Under the Roof of the Almighty

Несмотря на пережитые невзгоды, отец Василий был весёлого нрава, задорная улыбка почти не сходила с его лица. Он не привёз свою больную матушку в Гребнево, оставил её на попечение родных, а привёз в Гребнево только на похороны. Сам отец Василий одиночества не любил, проводил у нас все вечера, даже частенько ночевал (пока детей в доме не было, это было возможно). Свекровь моя уходила в кухню, предоставляя гостю свою постель. «Я сегодня спать не лягу. Всю ночь буду проповедь писать», — говорил отец Василий. Двери у нашей комнатушки не было, так как не было и печки. Тепло шло из большей комнатки, отделённой от нас занавеской. Проснулся раз мой дьякон среди ночи, уже светало. А за занавеской светло от лампы и слышится мирный храп. Не сходя со стула, положив голову на груду книг, лежащих на столе, спит наш отец Василий. Утром дьякон говорит:

— Пора в храм идти! А отец Василий:

— Вы начинайте с отцом Иваном, я подойду... Проповедь не готова! Матушка, прочитайте, как у меня получилось?

Я читаю, нахожу, что предложения слишком длинные. Говорю:

— Батюшка, нельзя в одном предложении несколько раз слово «которое» употреблять, абсурд получается. Вот послушайте: «Икону отнесли в храм, которую нашёл отец девочки, которую откопали...» Выходит, что девочку откопали?

— Ой, матушка, что вы! Как так! Да я уж лучше по листочкам из книги скажу.

И старик вырывает из книг листочки, распихивает их по своим карманам.

— Батюшка, как вам книг не жалко?

— Да у меня их полный сарай, от полу до потолка все книгами завалено. Были времена, я видел: везёт лошадь воз книг. Спрашиваю у мужика, куда везёт. Отвечает: «Сжигать!» А я возьму лошадь под уздцы, да заверну её к себе во двор, да все книги у себя и спрячу, ведь все духовная была литература, из монастырей.

Таков был отец Василий. А говорил проповедь долго, но слушателей не захватывал. Бывало, разбредутся старухи по закоулкам, рассядутся по лавкам, о чем-то своём толкуют. у[ глухи они, и стары.

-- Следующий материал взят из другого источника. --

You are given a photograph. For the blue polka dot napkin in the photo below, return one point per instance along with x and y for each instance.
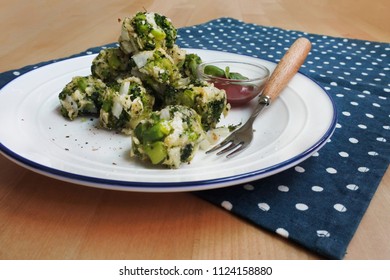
(319, 203)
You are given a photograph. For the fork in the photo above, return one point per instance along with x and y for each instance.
(288, 66)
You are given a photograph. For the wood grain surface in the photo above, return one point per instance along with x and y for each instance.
(43, 218)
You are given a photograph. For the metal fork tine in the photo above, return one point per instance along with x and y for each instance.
(238, 150)
(228, 148)
(220, 145)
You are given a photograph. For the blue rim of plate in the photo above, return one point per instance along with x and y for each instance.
(175, 186)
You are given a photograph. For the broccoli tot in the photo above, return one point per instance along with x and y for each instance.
(110, 64)
(157, 69)
(189, 66)
(81, 96)
(207, 100)
(124, 105)
(168, 137)
(146, 31)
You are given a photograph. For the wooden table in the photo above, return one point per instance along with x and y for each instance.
(42, 218)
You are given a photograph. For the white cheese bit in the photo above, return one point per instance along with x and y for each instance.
(140, 59)
(124, 88)
(164, 114)
(116, 108)
(151, 21)
(174, 157)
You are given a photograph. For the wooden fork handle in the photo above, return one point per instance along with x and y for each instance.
(287, 68)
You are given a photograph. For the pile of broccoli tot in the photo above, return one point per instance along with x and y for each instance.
(148, 88)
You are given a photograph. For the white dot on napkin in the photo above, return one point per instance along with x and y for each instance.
(227, 205)
(339, 207)
(299, 169)
(323, 233)
(317, 189)
(264, 206)
(283, 188)
(282, 232)
(352, 187)
(301, 206)
(331, 170)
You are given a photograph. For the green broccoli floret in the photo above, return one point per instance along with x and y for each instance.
(157, 69)
(168, 137)
(110, 64)
(125, 104)
(81, 96)
(146, 31)
(207, 100)
(189, 66)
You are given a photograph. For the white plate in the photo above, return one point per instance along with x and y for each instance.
(35, 135)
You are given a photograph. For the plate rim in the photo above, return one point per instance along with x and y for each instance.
(174, 186)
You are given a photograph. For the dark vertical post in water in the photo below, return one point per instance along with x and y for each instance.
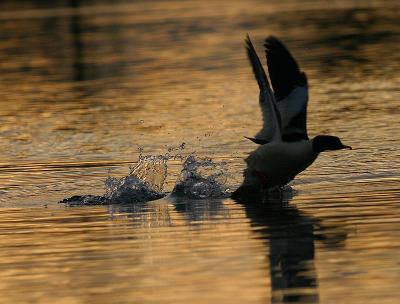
(77, 44)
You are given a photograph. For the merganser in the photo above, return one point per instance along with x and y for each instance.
(285, 149)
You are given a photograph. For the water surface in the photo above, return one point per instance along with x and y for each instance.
(84, 87)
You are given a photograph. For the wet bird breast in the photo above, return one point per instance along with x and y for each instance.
(277, 163)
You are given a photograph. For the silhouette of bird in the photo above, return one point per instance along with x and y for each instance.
(285, 149)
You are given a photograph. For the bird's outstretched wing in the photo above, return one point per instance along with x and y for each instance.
(271, 129)
(290, 89)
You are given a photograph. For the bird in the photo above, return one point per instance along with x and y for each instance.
(284, 148)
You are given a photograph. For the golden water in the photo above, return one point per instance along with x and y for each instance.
(82, 88)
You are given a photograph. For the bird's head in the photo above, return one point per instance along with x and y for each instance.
(323, 143)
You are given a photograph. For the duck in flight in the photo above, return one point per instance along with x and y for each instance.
(285, 149)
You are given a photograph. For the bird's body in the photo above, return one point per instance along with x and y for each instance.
(285, 149)
(277, 163)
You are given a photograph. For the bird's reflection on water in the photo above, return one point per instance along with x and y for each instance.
(290, 236)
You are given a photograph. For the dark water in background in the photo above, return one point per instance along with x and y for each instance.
(82, 88)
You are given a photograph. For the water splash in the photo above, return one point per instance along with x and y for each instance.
(202, 178)
(145, 181)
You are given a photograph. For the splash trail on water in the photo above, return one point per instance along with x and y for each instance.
(200, 178)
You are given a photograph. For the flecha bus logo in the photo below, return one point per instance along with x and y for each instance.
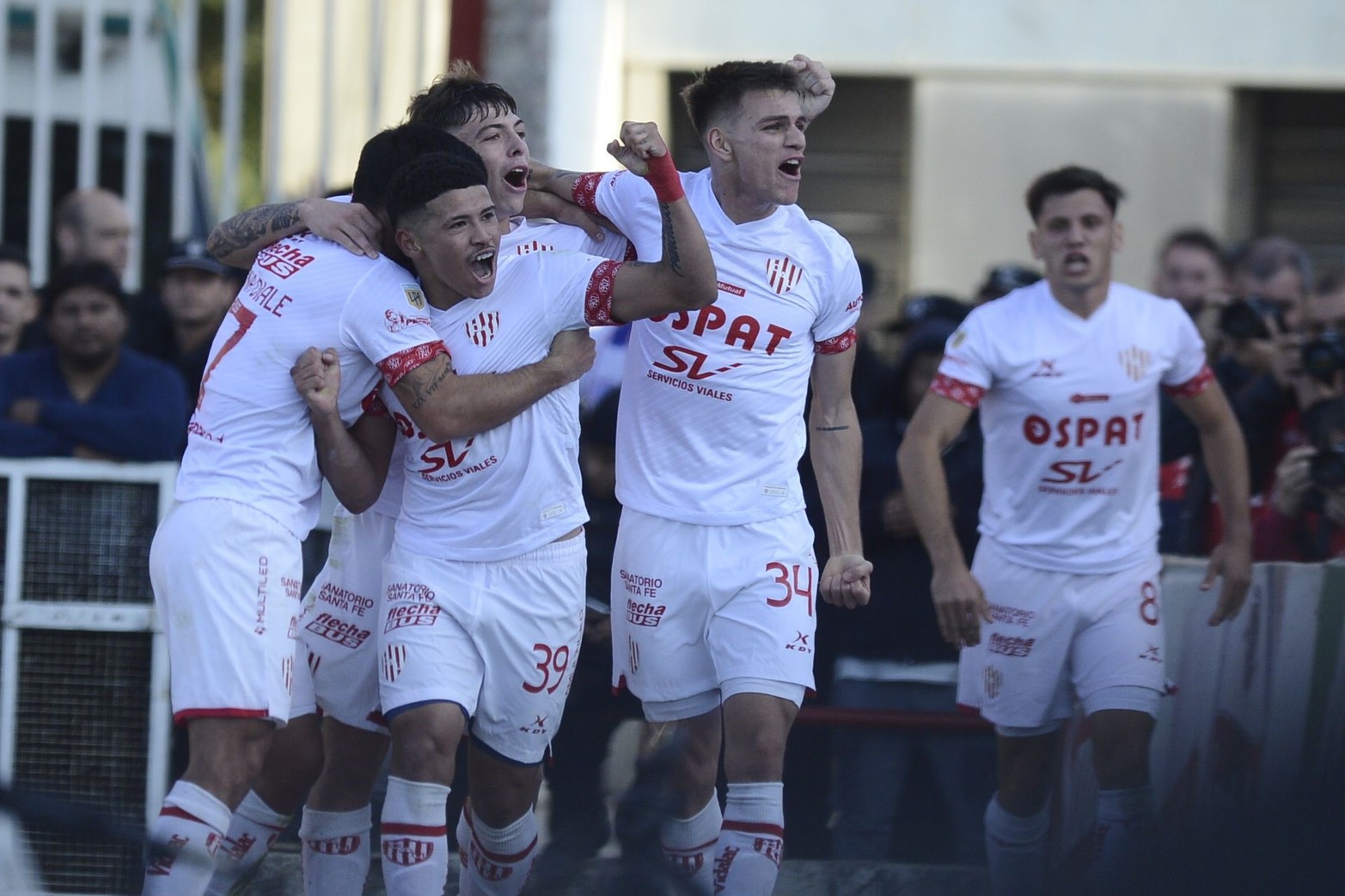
(1135, 363)
(782, 275)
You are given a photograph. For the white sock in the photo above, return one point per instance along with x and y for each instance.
(1123, 841)
(751, 840)
(185, 838)
(335, 852)
(689, 844)
(498, 858)
(414, 837)
(1016, 849)
(252, 831)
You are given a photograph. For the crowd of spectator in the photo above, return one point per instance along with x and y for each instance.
(88, 370)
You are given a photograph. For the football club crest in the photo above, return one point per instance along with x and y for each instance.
(782, 273)
(482, 328)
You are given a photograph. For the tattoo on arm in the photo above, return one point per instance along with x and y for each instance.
(247, 228)
(670, 252)
(423, 393)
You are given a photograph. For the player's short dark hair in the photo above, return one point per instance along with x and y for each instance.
(95, 275)
(720, 89)
(430, 176)
(388, 151)
(1061, 182)
(1263, 257)
(1195, 238)
(1330, 282)
(456, 97)
(15, 256)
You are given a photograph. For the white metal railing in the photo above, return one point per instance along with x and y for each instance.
(24, 613)
(147, 83)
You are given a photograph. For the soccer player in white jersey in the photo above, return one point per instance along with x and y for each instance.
(1061, 598)
(343, 661)
(485, 587)
(225, 561)
(714, 579)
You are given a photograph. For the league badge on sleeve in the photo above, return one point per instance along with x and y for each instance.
(414, 297)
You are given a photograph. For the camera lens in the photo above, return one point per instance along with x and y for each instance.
(1326, 468)
(1324, 357)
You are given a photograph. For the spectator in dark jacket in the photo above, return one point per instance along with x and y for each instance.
(890, 654)
(86, 394)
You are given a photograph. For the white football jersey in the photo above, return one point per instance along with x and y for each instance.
(1069, 413)
(250, 437)
(711, 421)
(516, 487)
(523, 238)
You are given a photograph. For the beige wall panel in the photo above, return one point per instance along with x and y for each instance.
(980, 143)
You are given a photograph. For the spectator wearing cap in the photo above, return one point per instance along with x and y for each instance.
(1004, 278)
(195, 292)
(86, 394)
(18, 301)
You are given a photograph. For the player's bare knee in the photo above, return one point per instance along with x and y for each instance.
(1121, 747)
(425, 741)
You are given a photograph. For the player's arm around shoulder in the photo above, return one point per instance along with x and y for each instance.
(445, 405)
(1226, 459)
(835, 448)
(354, 460)
(238, 240)
(683, 277)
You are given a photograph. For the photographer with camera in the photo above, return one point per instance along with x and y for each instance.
(1264, 328)
(1306, 518)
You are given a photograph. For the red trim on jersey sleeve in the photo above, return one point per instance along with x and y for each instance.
(1193, 387)
(957, 390)
(597, 297)
(397, 366)
(585, 192)
(374, 406)
(835, 344)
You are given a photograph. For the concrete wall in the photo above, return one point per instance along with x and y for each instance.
(978, 143)
(378, 62)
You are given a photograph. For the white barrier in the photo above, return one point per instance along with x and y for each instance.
(1259, 710)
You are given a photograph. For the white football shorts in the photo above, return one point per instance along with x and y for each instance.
(339, 622)
(694, 607)
(1057, 635)
(500, 639)
(226, 580)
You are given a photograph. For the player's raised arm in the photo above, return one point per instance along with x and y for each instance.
(238, 240)
(958, 598)
(445, 405)
(683, 277)
(837, 448)
(352, 460)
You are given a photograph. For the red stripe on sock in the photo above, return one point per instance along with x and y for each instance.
(416, 831)
(225, 712)
(754, 827)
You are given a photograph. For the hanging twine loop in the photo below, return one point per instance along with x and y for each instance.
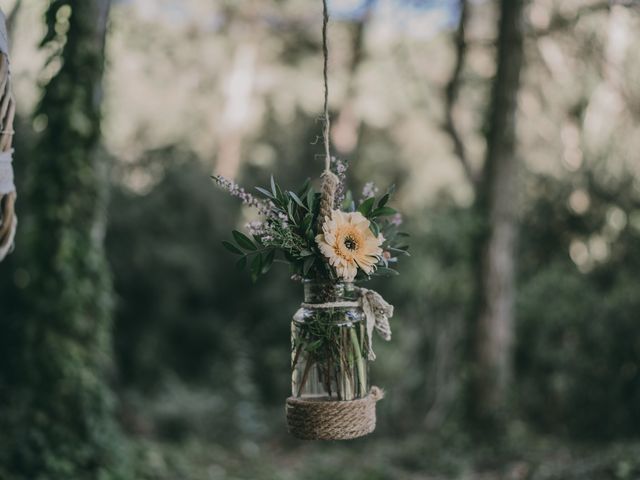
(330, 180)
(323, 419)
(8, 219)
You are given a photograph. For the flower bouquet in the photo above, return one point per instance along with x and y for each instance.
(331, 242)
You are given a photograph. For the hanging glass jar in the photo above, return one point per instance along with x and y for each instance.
(329, 344)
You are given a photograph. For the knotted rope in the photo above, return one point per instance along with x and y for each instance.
(310, 419)
(8, 220)
(376, 310)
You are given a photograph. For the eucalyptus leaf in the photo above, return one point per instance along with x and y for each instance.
(375, 229)
(308, 263)
(256, 267)
(267, 262)
(242, 263)
(385, 272)
(366, 206)
(232, 248)
(244, 241)
(265, 192)
(383, 212)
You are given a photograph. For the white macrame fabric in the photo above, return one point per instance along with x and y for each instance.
(6, 173)
(376, 310)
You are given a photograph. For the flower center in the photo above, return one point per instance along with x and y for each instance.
(350, 243)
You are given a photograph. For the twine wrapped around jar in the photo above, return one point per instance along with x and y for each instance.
(318, 419)
(8, 220)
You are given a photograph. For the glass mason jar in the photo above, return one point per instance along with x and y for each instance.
(329, 348)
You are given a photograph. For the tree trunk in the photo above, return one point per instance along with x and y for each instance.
(60, 424)
(496, 205)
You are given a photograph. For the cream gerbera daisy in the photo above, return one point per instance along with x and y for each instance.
(348, 243)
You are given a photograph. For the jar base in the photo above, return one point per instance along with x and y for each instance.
(322, 419)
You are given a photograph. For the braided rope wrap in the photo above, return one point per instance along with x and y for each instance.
(330, 182)
(8, 220)
(333, 420)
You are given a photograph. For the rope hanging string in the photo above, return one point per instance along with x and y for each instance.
(8, 219)
(330, 180)
(325, 55)
(323, 419)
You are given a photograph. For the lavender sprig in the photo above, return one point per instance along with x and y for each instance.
(264, 208)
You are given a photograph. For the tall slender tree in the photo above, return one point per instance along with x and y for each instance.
(495, 187)
(61, 423)
(496, 203)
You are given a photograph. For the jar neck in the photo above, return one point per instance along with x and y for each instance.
(323, 292)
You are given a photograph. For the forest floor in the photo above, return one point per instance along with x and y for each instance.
(416, 457)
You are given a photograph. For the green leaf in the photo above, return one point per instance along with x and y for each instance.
(375, 229)
(297, 200)
(268, 261)
(399, 251)
(232, 248)
(386, 272)
(310, 198)
(265, 192)
(244, 241)
(290, 211)
(305, 187)
(366, 206)
(348, 201)
(383, 212)
(256, 267)
(308, 263)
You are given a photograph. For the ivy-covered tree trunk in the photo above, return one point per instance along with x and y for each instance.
(62, 423)
(496, 205)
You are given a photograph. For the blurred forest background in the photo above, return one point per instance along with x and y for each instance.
(131, 348)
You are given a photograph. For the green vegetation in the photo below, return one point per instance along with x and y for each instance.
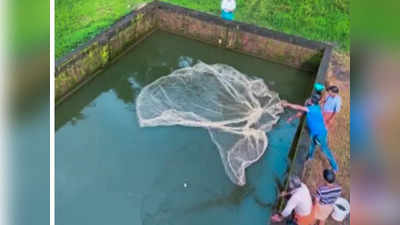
(77, 21)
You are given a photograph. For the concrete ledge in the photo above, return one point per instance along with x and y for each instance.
(88, 59)
(80, 65)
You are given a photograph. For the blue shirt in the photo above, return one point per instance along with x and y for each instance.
(333, 104)
(315, 121)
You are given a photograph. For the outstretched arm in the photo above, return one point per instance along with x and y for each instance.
(294, 106)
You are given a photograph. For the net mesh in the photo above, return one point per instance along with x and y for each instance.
(237, 110)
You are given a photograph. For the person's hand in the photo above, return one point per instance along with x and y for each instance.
(328, 122)
(276, 218)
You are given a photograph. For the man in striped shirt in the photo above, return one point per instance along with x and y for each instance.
(326, 196)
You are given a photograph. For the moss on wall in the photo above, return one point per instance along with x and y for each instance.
(244, 38)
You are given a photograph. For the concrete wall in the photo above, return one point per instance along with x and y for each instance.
(73, 70)
(82, 64)
(248, 39)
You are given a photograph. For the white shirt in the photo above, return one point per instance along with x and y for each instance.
(228, 5)
(300, 201)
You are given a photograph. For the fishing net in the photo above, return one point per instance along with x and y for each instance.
(237, 110)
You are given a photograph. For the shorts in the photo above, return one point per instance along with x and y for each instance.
(306, 220)
(322, 212)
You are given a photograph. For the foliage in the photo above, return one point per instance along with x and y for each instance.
(77, 21)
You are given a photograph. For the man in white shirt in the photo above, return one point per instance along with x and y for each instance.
(228, 6)
(300, 201)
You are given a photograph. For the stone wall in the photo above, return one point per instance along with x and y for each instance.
(81, 65)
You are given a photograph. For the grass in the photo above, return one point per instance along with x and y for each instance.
(78, 21)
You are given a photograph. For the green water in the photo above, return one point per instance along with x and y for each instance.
(111, 171)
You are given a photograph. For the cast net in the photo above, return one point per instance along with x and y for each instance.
(237, 110)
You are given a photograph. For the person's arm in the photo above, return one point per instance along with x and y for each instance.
(294, 106)
(291, 204)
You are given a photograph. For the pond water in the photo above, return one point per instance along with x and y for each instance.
(111, 171)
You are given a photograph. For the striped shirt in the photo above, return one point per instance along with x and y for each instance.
(327, 195)
(332, 104)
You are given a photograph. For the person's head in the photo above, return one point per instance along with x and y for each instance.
(333, 90)
(329, 176)
(315, 99)
(294, 182)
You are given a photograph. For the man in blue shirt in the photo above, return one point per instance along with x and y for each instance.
(316, 127)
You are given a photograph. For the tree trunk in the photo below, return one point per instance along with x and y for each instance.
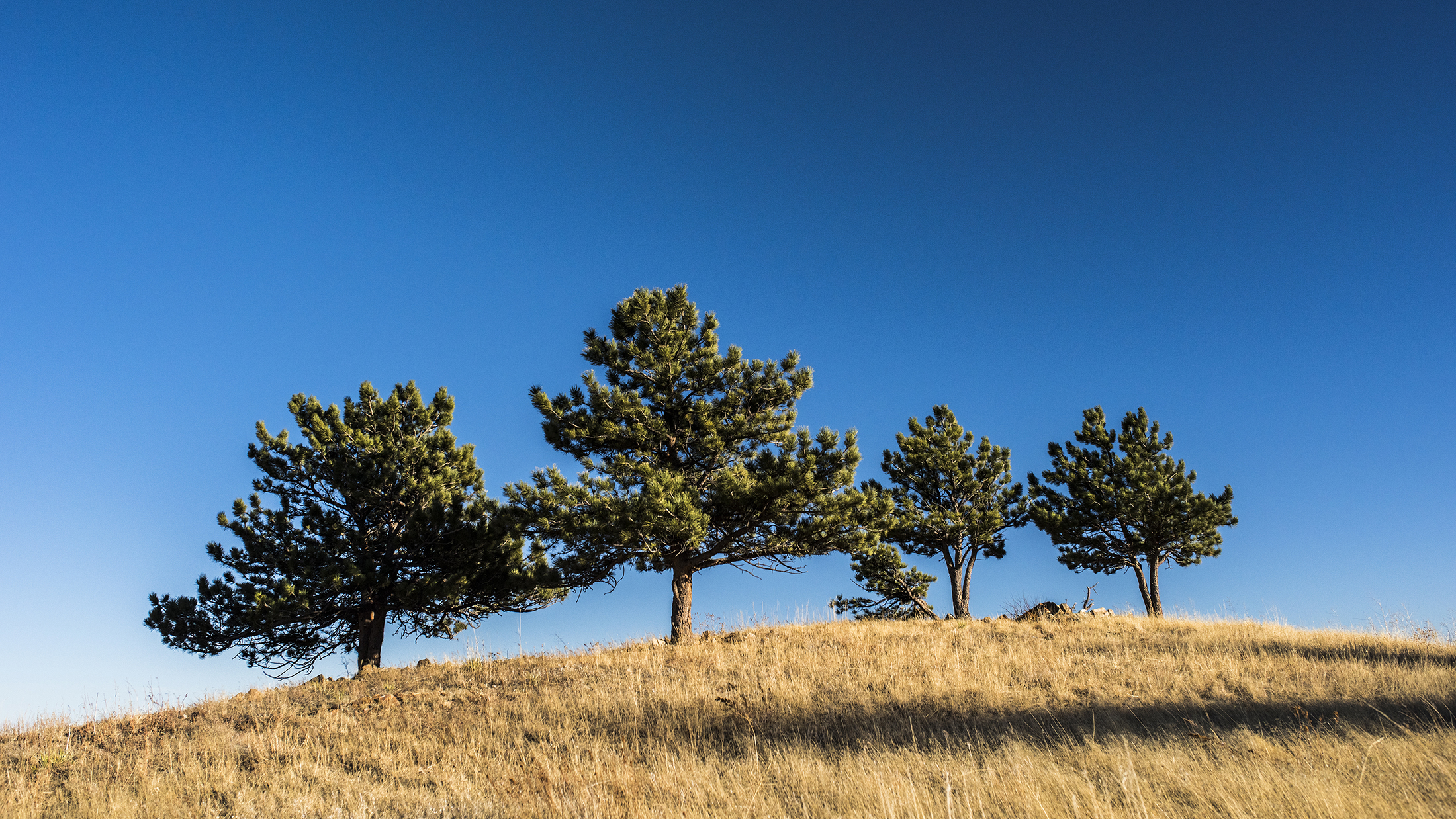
(962, 589)
(682, 601)
(1155, 600)
(1142, 587)
(372, 633)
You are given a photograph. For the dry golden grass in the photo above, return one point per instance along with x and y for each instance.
(1087, 719)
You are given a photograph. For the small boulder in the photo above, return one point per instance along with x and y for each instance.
(1044, 610)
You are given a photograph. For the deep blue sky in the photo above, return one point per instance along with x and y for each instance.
(1241, 217)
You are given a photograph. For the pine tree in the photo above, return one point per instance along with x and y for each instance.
(379, 517)
(899, 588)
(952, 499)
(689, 458)
(1123, 511)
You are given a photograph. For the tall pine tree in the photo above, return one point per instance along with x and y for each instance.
(690, 458)
(377, 518)
(952, 499)
(1124, 511)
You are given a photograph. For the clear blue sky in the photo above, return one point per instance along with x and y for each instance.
(1238, 216)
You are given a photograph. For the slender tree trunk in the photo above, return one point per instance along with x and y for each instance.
(1155, 600)
(372, 633)
(1142, 587)
(682, 601)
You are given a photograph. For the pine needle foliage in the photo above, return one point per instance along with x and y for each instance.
(897, 587)
(952, 498)
(1127, 503)
(690, 458)
(379, 517)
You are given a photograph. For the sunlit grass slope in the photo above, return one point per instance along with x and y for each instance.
(1094, 718)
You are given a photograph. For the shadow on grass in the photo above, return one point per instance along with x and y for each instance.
(927, 723)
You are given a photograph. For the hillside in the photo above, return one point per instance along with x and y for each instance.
(1094, 718)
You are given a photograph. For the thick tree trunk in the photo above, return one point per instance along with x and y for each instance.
(957, 587)
(1155, 600)
(1142, 587)
(962, 589)
(682, 601)
(372, 633)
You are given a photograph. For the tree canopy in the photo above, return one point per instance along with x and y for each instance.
(899, 589)
(952, 499)
(689, 458)
(1136, 509)
(379, 517)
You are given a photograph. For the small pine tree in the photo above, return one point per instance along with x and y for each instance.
(379, 517)
(952, 499)
(689, 458)
(897, 587)
(1124, 511)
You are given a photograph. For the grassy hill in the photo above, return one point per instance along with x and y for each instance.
(1101, 718)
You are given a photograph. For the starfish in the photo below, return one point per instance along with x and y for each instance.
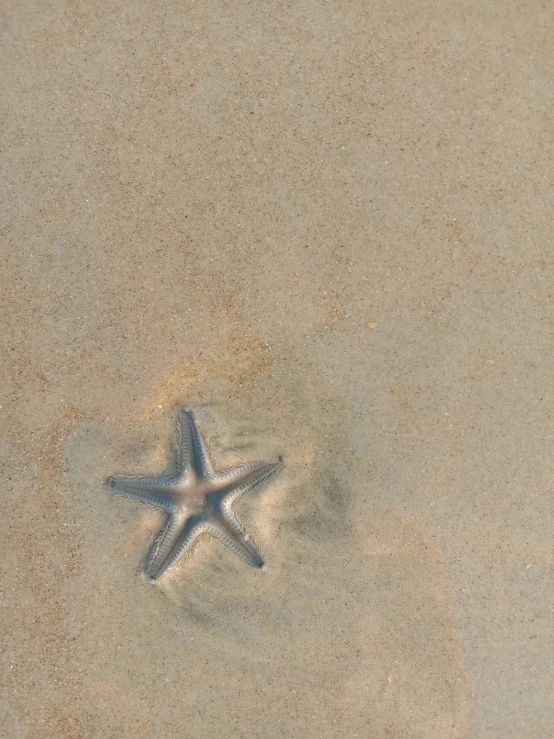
(197, 500)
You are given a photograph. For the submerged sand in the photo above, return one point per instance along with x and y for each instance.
(325, 226)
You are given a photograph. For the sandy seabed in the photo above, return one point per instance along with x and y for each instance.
(327, 227)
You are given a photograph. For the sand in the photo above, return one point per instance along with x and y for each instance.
(327, 227)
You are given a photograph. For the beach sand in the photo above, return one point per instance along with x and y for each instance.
(327, 228)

Молодёжи и мужчин в храмах в те годы совсем не было, а старухам не по уму было понять отрывки из богословской литературы, которые, вынимая из кармана и во множестве разложив на аналое, прочитывал восторженным голосом отец Василий.

Вскоре начали против него писать письма, сначала архиерею. Отец Василий затягивал иногда индивидуальную исповедь, от чего служба и начиналась, и кончалась поздно. У всякого человека можно найти недостатки, а к осуждению мы привыкали. Говорю «мы», потому что и я сама была грешна в этом, смеялась и раздувала в рассказах промахи в поведении священников. (Читающие, помолитесь, чтобы простил мне Бог!). Даже однажды я поехала с делегацией к архиерею, но, слава Богу, мы не попали к нему на приём. Однако отца Василия Аникина вскоре заменили другим священником. Но гнев Божий постиг нашу церковь: вся макушка вместе с крестом, куполом и шейкой под ним сгорела ночью от удара молнии. А отца Василия перевели в село Душоново, километрах в тридцати от Гребнева. В последующие годы мы ездили к нему на престольные праздники, а он нередко посещал нас.

Паломничество в Стромынь

В день Казанской иконы Божией Матери (июль 48-го года) мы с мужем решили поехать на престольный праздник села Стромынь, которое от Гребнева километрах в тридцати. Дьякон мой, отслужив обедню и позавтракав, тотчас же без отдыху собрался в путь. Я в эти первые месяцы замужества старалась, где можно, сопровождать его. Проехали мы на автобусе до Душонова, а потом надлежало нам пешком ещё около двенадцати километров шагать. Два километра мы шли по жаре через поле, а дальше углубились в лес. Извилистая узкая дорожка поросла высокой травой, не было заметно на ней даже колеи от телег. Лес высокой стеной или густым кустарником поднимался от нас справа и слева, от стены до стены было метра полтора. Под ногами чистые, прозрачные лужи, а кое-где в низинах — вода почти до колен. Мы разулись, с удовольствием шли босиком, путаясь в траве и цепляясь за мокрые ветви высоких кустов. Я никогда и не предполагала, что в Подмосковье есть такие дебри. На протяжении всей дороги мы не встретили ни души, нигде не было ни полянки, ни строения — лес и лес! Шли мы весело, быстро. Дьякон мой торопился, боялся опоздать ко всенощной, на которую был приглашён. Служил Володя великолепно: громко, ясно, без поспешности. Его приятный тенор радовал сердца и вдохновлял к молитве. Вот и начали его приглашать повсюду (до прихода к власти Хрущёва это разрешалось).